Enquanto o ex-secretário de Saúde de Goiânia, Wilson Pollara, está em São Paulo tratando de um câncer no rim, segundo informou a defesa do médico, o ex-secretário executivo da pasta, Quesede Ayres Henrique, que supostamente estaria foragido no Tocantins, se apresentou à Polícia Civil na tarde desta quinta-feira (19).
Pollara e Quesede foram alvos de mandados de prisão temporária, cumpridos na terça-feira (17), pela Delegacia de Combate à Corrupção (Deccor). Como não estavam em Goiânia, passaram a figurar como foragidos da Justiça. No Tocantins, onde possivelmente estava escondido, Quesede foi secretário executivo da Saúde nas gestões do atual governador, Wanderlei Barbosa, e do ex-governador, Mauro Carlesse.
Este último foi preso no domingo (15) por suspeitas de planejar fuga para outro país a fim de escapar de uma investigação sobre o pagamento de propinas em contratos públicos. Este caso, à princípio, não tem relação com Quesede Ayres. O ex-secretário Executivo de Saúde de Goiânia está na Casa do Albergado, no Jardim Europa, onde deve permanecer preso, de forma temporária.
Wilson Pollara
A defesa de Wilson Pollara informou que esteve reunida com a autoridade policial à frente das investigações envolvendo o médico, na manhã de quarta-feira (18), e que relatou na oportunidade que Pollara não possui condições clínicas de interromper o acompanhamento médico que vem fazendo, em São Paulo, para tratamento de um câncer no rim. Trata-se de um idoso de 75 anos, cujo estado de saúde é de extrema fragilidade.
A defesa informou ainda, que irá impetrar habeas corpus com pedido de liminar buscando a revogação da prisão temporária.
Investigações
Wilson Pollara e Quesede Ayres são investigados em duas operações que apuram supostos crimes praticados na Secretaria de Saúde de Goiânia. Eles foram alvos de mandados de prisão temporária na operação Speedy Cash, da Delegacia Estadual de Combate à Corrupção (Deccor), no entanto, não foram encontrados. A Polícia Civil investiga um esquema que desviou R$ 10 milhões da pasta que comandaram na capital. Outras três pessoas investigadas foram presas nesta terça-feira (17).

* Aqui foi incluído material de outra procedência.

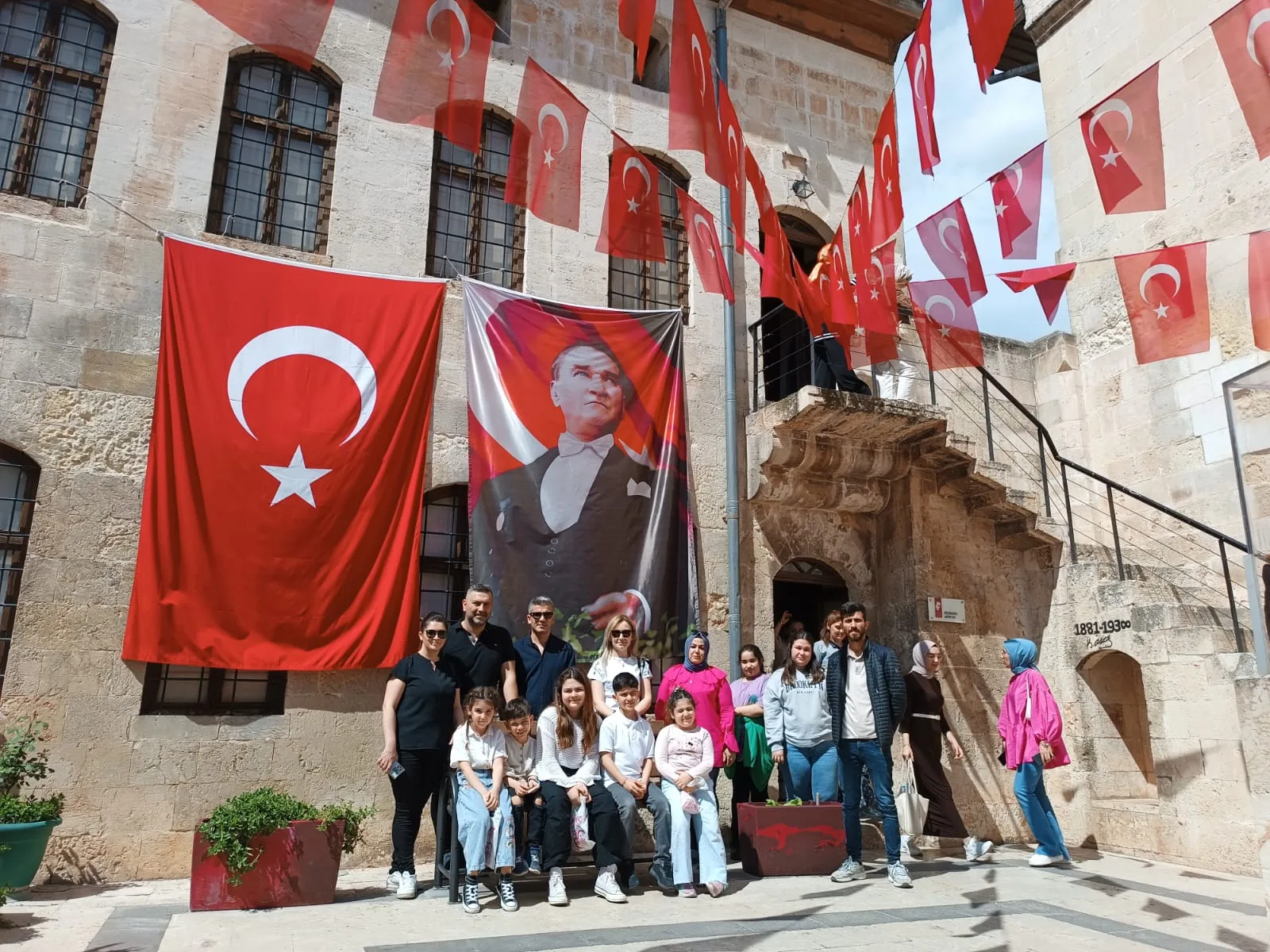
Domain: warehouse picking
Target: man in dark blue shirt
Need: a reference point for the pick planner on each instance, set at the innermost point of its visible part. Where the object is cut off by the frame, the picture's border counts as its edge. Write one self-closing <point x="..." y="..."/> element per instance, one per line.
<point x="540" y="657"/>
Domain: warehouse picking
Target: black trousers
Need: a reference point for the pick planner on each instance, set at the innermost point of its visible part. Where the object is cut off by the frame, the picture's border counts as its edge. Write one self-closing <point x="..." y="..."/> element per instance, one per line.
<point x="831" y="371"/>
<point x="606" y="827"/>
<point x="425" y="774"/>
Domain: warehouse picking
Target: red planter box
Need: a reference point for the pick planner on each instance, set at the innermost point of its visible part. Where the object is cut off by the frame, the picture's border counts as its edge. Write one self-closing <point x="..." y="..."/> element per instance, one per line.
<point x="791" y="841"/>
<point x="298" y="867"/>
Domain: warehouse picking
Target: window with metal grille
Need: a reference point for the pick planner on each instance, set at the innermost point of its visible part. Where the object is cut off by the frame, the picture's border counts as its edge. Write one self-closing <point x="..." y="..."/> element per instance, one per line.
<point x="181" y="689"/>
<point x="19" y="476"/>
<point x="656" y="285"/>
<point x="54" y="60"/>
<point x="473" y="232"/>
<point x="444" y="555"/>
<point x="276" y="154"/>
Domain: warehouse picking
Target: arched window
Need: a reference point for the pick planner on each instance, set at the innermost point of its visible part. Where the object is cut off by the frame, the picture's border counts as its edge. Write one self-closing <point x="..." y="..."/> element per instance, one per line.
<point x="444" y="551"/>
<point x="276" y="154"/>
<point x="653" y="285"/>
<point x="471" y="230"/>
<point x="54" y="61"/>
<point x="19" y="476"/>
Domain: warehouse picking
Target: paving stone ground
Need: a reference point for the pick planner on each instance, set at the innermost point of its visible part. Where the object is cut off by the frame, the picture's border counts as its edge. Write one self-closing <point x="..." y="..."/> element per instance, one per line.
<point x="1103" y="901"/>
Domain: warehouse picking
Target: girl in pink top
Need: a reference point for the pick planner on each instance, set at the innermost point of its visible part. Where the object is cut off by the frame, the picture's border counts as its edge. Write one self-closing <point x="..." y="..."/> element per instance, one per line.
<point x="1032" y="727"/>
<point x="710" y="691"/>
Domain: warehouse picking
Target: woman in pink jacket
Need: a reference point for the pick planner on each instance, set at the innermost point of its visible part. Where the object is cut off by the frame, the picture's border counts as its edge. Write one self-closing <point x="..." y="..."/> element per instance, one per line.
<point x="710" y="689"/>
<point x="1032" y="727"/>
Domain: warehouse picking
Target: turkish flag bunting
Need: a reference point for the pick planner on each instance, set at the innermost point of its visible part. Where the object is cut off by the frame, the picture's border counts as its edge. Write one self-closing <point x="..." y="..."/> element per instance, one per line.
<point x="1166" y="296"/>
<point x="635" y="22"/>
<point x="435" y="69"/>
<point x="888" y="207"/>
<point x="1122" y="135"/>
<point x="1259" y="287"/>
<point x="694" y="113"/>
<point x="1248" y="63"/>
<point x="921" y="78"/>
<point x="632" y="226"/>
<point x="948" y="240"/>
<point x="946" y="325"/>
<point x="1049" y="282"/>
<point x="1016" y="201"/>
<point x="289" y="29"/>
<point x="544" y="173"/>
<point x="990" y="23"/>
<point x="704" y="244"/>
<point x="279" y="527"/>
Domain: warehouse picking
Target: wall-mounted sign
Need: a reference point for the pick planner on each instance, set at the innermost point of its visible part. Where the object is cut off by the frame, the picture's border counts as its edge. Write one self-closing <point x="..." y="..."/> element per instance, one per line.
<point x="946" y="609"/>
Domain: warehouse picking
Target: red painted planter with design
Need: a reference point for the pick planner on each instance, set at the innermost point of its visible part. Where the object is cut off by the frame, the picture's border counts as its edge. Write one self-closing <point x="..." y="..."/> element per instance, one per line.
<point x="791" y="841"/>
<point x="298" y="867"/>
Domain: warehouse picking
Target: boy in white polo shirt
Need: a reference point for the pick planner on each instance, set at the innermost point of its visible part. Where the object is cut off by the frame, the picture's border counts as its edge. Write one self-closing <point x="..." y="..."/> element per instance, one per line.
<point x="626" y="755"/>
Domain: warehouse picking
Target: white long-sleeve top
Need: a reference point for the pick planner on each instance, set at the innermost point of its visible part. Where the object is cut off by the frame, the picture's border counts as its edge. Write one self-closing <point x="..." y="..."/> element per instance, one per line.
<point x="556" y="758"/>
<point x="683" y="752"/>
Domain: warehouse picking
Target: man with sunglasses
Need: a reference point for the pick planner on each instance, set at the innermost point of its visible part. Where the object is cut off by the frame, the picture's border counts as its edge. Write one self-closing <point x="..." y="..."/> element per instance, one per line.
<point x="540" y="657"/>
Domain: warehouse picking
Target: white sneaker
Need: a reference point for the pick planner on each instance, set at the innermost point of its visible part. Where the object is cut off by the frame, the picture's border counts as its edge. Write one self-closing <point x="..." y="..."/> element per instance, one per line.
<point x="406" y="886"/>
<point x="606" y="885"/>
<point x="556" y="895"/>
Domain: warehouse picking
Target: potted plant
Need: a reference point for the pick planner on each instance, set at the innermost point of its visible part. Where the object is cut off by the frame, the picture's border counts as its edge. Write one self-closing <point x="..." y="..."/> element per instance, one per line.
<point x="25" y="823"/>
<point x="264" y="850"/>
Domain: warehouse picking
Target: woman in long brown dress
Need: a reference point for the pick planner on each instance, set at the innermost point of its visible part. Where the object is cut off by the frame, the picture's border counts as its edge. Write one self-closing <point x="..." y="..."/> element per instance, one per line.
<point x="922" y="731"/>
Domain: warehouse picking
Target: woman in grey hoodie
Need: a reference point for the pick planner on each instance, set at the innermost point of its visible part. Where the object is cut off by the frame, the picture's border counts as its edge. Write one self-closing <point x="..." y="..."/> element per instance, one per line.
<point x="799" y="730"/>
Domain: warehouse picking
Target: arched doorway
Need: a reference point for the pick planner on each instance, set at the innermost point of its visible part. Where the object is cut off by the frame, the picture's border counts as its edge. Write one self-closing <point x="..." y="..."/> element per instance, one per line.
<point x="1114" y="710"/>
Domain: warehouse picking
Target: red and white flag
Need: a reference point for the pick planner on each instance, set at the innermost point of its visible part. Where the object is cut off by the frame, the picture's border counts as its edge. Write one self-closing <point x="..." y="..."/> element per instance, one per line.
<point x="921" y="78"/>
<point x="946" y="325"/>
<point x="1246" y="54"/>
<point x="694" y="114"/>
<point x="1122" y="135"/>
<point x="888" y="207"/>
<point x="948" y="240"/>
<point x="1166" y="296"/>
<point x="632" y="226"/>
<point x="704" y="244"/>
<point x="988" y="23"/>
<point x="287" y="29"/>
<point x="279" y="527"/>
<point x="545" y="169"/>
<point x="1016" y="201"/>
<point x="1051" y="285"/>
<point x="435" y="69"/>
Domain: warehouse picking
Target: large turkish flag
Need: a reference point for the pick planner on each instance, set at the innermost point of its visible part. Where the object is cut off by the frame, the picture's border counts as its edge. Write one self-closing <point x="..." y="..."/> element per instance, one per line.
<point x="279" y="526"/>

Além disso, a operação, denominada "Comorbidade", do Ministério Público, realizada em novembro, resultou na prisão de Pollara e outros dois ex-gestores da SMS, Quesede e Bruno Vianna, por formarem uma associação criminosa. O esquema envolvia pagamentos não oficiais a fornecedores da Fundação de Apoio ao Hospital das Clínicas (Fundahc), impactando negativamente a gestão da saúde municipal e agravando a crise no setor, com reflexos diretos nas filas das UTIs.
Além das prisões, a operação cumpriu oito mandados de busca e apreensão, e determinou a suspensão das funções públicas dos envolvidos. Durante as buscas, R$ 20.085,00 em dinheiro foram encontrados na posse de um dos alvos.